The major cloud providers customers are going to be awful to work for (and suppliers will really be working “for” more than “with” them).
- They are going to be very few customers: Lets face it, these days “the cloud” is basically Amazon and a bunch of VERY distant number 2’s. We’ll assume that a few other players catch up (with even that far from certain). That is a painfully concentrated market to sell into.
- They aren’t dumb. The big cloud guys can afford to hire people who are as smart (or smarter) than their suppliers. The dirty little secret of enterprise technology is that its profits depend largely on most customers being the sort of gutless time-servers you would expect to gravitate toward an internal support function. That wont be the case here.

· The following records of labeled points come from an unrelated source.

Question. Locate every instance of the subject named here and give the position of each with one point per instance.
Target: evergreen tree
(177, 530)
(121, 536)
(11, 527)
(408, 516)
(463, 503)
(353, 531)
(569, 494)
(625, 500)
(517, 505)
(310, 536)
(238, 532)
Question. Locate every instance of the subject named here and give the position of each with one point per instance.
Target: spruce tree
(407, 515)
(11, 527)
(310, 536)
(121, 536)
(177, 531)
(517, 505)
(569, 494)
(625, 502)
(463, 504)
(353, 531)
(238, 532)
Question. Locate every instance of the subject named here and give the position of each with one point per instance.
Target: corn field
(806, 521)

- They are going to manage (brutally) to a lowest total cost model. For a cloud provider, the infrastructure is a direct cost that sets gross margin, not some vague “administrative overhead” cost allocation like in traditional enterprise IT. That gross margin number will attract brutal internal pressure from every executive in the company. It will attract even more brutal external pressure from competition in what will be a fairly transparently priced market. That sums to a whole lot of pent-up brutality – which will be vented to foul the air of the cloud infrastructure suppliers.
- They will have HUGE leverage. Obviously, the cloud vendors will be writing make-or-break-the-quarter checks almost every quarter.
- They will have weak vendor lock-in. Cloud builds are done (and re-done) on a per-data-center-basis. With demand increasing fast, there will be frequent new builds. That means frequent “clean-sheet-of-paper” competitions as the buyer tries to figure out a lower-total-cost equation using all possible vendors. A dominant role in data center “A” doesn’t mean much if you are starting from scratch designing data center B, C, D, and so on.
- They will try to build the good stuff in-house. The equation infrastructure = gross margin = competitive position resolves in favor of in-house, proprietary, “secret sauce” developer teams. If Amazon can figure out a way to run their infrastructure a few points cheaper, why in God’s name would they develop that with a vendor who’ll just sell it to everyone else? So the vendors are going to be stuck selling semi-finished, programmable gear that the cloud players will finish tweaking themselves.
None of the above sounds particularly appealing. I’m trying to approach the whole “cloud” phenomena as a series of vignette posts vs one big dissertation, so more to follow.